The Atlantic and Yadkin Railway was a short line railroad within North Carolina from 1899 to 1950. It ran from Mount Airy southeast to Sanford, primarily serving the Piedmont region. Some of the rails are still in use as of 2006 as parts of the Yadkin Valley Railroad.

== History ==
This railroad's short lifespan covered 1899 to 1950, but some of its rails were laid down in the 19th century as part of the Cape Fear and Yadkin Valley Railway (CF&YV) which ran from the Atlantic port of Wilmington, North Carolina, all the way to Mount Airy with a significant branch to Bennettsville, South Carolina.

The Atlantic and Yadkin Railway came into being when representatives of the Wilmington and Weldon Railroad (soon to be reorganized as the Atlantic Coast Line Railroad) outbid the Southern Railway for the debt-ridden and bankrupt CF&YV in an 1899 auction. The Wilmington & Weldon Railroad (W&W) had a clause in its incorporation that required any railroad purchased by the W&W to be placed under the same corporate name. The W&W did not want to own the whole of the CF&YV, only that portion which competed directly with its own lines in southeast North Carolina. So the CF&YV was sold to the Southern Railway, where it was reorganized as a new company under the name Atlantic and Yadkin Railway (A&Y). The newly created A&Y then sold back the southern half of its lines from Sanford to Wilmington to the W&W. The northern half remained a wholly owned subsidiary of the Southern Railway.

The questionable legality of the transaction regarding the split of the CF&YV meant years of legal wrangling by angry investors and interested state citizens who saw the only "trunk" line from the western mountains to a North Carolina port split between two competitors. In 1924, the North Carolina Supreme Court ruled that the sale and reorganization was legal. The Southern Railway wholly owned the A&Y, but kept it as an independent entity throughout the legal battles. The line was considered part of the Southern Railway until 1917, when the A&Y was allowed to run under its own name.

In 1924, the A&Y declared bankruptcy and was taken over by receivers. Receivership required a division of assets and separate operations from the Southern Railway. Eventually, the A&Y was returned to solvency.

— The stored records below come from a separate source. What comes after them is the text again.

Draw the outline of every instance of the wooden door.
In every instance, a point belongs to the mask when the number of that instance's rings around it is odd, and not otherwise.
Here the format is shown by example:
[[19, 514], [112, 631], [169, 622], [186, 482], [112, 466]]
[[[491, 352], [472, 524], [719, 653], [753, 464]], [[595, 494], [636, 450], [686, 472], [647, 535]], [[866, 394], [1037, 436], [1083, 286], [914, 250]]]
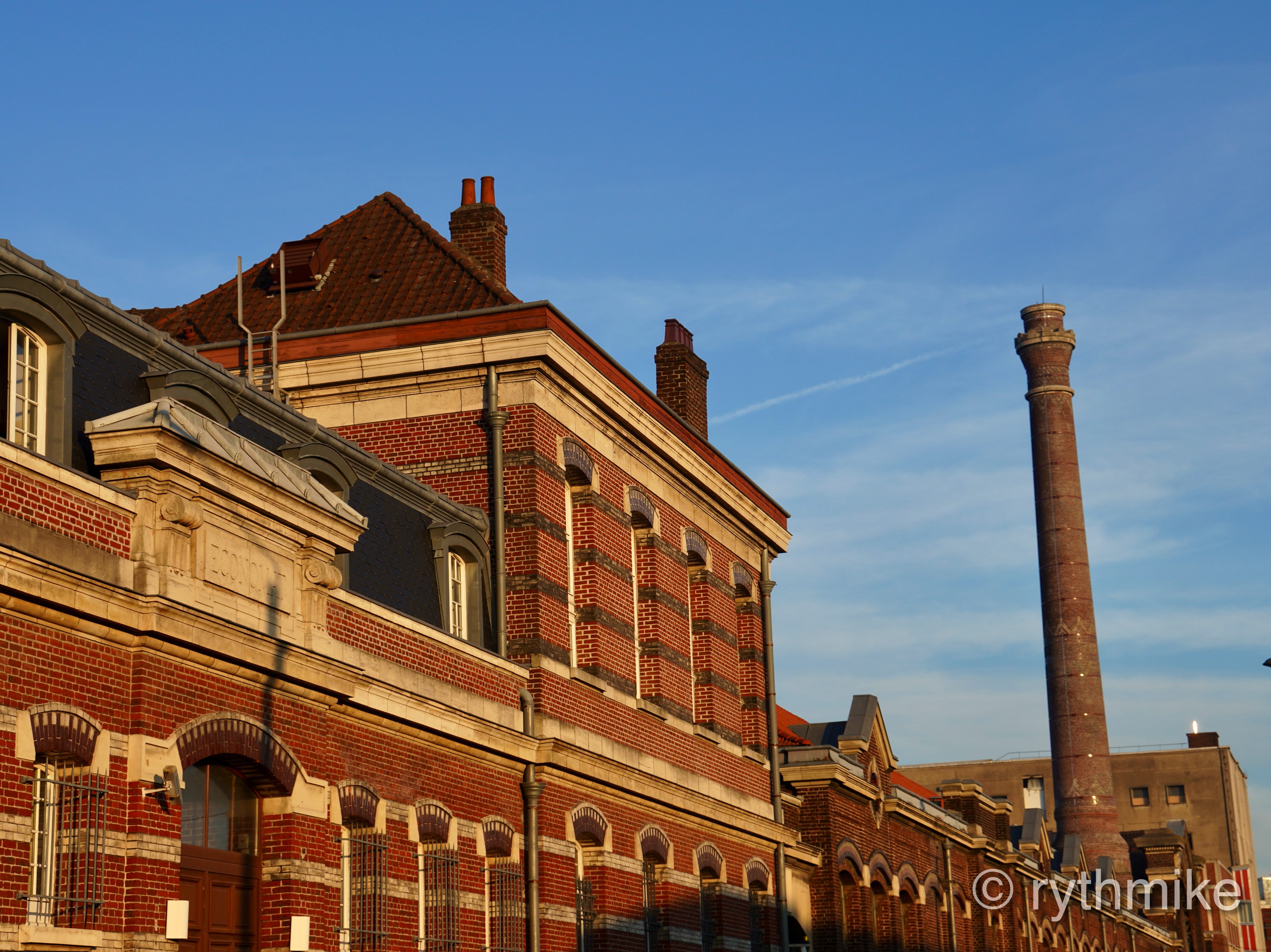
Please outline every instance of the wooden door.
[[259, 952], [258, 857], [182, 845], [180, 897], [189, 900], [189, 938], [179, 952]]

The renewed profitability combined with the due date for the A&Y's $1.5 million in bonds in the late 1940s led the Southern Railway management to decide to merge the line into its own Winston-Salem Division. The Southern Railway paid the bonds and initiated a merger request. Despite some reservations by the merchants of Greensboro regarding lack of competition for rail transport in that growing city, the Interstate Commerce Commission approved the merger effective January 1, 1950. At that time, the Atlantic & Yadkin Railway company ceased to exist.

A 7.5 mile paved asphalt rail trail, the Atlantic & Yadkin Greenway, runs along the abandoned rail bed through Greensboro.